Organische Leuchtdioden (OLEDs) sind elektrolumineszente Bauelemente, deren aktive Schichten aus organischen, meist konjugierten Halbleitern bestehen. Im Gegensatz zu anorganischen LEDs basieren OLEDs typischerweise auf dünnen, amorphen oder schwach geordneten organischen Filmen, die im Vakuum verdampft oder aus Lösung prozessiert werden.

Der grundlegende Aufbau umfasst eine transparente Anode (häufig ITO), eine Lochinjektions- und Lochtransportschicht, eine emitierende Schicht sowie Elektronentransport- und Elektroneninjektionsschichten, abgeschlossen durch eine metallische Kathode. Unter angelegter Spannung werden Ladungsträger injiziert, rekombinieren in der Emissionsschicht zu Exzitonen und relaxieren strahlend, wobei Photonen emittiert werden. Die Emissionsfarbe wird durch die energetische Lücke und die Exzitonenstruktur der eingesetzten organischen Moleküle oder Polymere bestimmt.

Aus werkstoffwissenschaftlicher Sicht sind zentrale Themen die Steuerung von Ladungstransport, Exzitonendiffusion, Stapeleffekten in Mehrschichtarchitekturen, Degradation und Morphologiestabilität. Materialalterung resultiert u.a. aus chemischer Zersetzung unter elektrischem Stress, Sauerstoff- und Feuchtigkeitsdiffusion sowie Exziton-induzierten Abbaureaktionen. Dies limitiert insbesondere die Lebensdauer blauer OLEDs.

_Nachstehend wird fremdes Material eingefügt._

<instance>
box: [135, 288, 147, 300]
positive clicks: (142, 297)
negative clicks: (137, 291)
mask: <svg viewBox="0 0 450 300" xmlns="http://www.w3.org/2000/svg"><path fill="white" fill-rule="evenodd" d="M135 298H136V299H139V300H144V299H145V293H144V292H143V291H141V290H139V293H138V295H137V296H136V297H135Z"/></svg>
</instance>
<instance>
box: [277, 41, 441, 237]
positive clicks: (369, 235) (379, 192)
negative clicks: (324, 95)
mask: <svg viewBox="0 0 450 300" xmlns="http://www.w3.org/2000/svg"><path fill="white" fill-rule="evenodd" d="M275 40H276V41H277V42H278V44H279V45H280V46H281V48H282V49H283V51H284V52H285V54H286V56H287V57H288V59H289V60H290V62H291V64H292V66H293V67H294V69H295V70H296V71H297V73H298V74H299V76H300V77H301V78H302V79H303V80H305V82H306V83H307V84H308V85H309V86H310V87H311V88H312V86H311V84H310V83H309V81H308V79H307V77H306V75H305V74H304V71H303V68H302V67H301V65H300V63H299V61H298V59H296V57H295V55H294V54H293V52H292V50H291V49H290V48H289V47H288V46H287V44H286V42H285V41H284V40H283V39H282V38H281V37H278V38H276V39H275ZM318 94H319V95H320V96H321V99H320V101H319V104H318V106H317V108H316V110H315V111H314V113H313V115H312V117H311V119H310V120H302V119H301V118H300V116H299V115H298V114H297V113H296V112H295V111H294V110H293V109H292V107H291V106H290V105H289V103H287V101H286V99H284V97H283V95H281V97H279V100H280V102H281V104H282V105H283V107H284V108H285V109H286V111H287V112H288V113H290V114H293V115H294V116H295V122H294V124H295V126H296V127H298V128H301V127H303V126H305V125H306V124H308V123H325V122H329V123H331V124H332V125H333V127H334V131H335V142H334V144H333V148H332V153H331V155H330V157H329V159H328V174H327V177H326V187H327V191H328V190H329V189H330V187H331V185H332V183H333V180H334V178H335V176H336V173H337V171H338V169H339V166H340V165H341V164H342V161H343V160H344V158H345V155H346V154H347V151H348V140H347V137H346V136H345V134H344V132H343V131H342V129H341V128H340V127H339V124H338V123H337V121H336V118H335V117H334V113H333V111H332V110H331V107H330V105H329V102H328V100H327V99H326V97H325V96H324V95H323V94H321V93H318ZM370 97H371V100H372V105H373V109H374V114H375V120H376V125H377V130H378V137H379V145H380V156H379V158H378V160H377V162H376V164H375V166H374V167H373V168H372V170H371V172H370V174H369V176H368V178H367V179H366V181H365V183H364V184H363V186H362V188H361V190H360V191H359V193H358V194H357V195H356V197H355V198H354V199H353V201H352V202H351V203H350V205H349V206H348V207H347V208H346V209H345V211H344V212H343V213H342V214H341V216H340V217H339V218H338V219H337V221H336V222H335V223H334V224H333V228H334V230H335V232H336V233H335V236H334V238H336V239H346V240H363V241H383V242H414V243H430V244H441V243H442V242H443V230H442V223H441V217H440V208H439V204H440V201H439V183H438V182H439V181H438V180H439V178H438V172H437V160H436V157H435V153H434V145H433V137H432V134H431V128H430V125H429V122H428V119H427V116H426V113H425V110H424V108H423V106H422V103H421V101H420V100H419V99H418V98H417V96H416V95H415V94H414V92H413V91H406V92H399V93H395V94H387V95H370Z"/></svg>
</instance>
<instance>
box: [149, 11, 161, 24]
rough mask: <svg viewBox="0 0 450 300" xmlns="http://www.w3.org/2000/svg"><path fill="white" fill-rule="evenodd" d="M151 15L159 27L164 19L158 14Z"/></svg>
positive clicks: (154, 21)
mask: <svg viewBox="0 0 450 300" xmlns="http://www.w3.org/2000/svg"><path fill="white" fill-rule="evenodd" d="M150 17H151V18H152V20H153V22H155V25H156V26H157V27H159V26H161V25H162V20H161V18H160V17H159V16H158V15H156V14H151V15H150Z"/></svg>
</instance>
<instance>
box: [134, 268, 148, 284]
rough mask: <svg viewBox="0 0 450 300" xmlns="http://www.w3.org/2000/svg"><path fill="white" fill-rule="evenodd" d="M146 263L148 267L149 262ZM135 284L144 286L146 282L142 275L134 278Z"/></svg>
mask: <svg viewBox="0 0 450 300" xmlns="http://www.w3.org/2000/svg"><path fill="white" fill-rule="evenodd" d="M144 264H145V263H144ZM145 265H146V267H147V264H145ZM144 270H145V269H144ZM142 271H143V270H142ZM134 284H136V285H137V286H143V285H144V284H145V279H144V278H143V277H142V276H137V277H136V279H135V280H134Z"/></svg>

OLEDs ermöglichen flache, selbstemittierende Displays und Beleuchtungselemente mit hohem Kontrast, weiter Betrachtungswinkel und potenziell flexiblen oder dehnbaren Substraten. Aktuelle Forschungsfelder umfassen hocheffiziente TADF-Emitter, stabile blaue Systeme, Lösungprozessierung (z.B. Inkjet-Druck) für kosteneffiziente Fertigung sowie die Integration auf flexiblen Polymerfolien und Barriereschichten mit extrem niedriger Permeation von H2O und O2.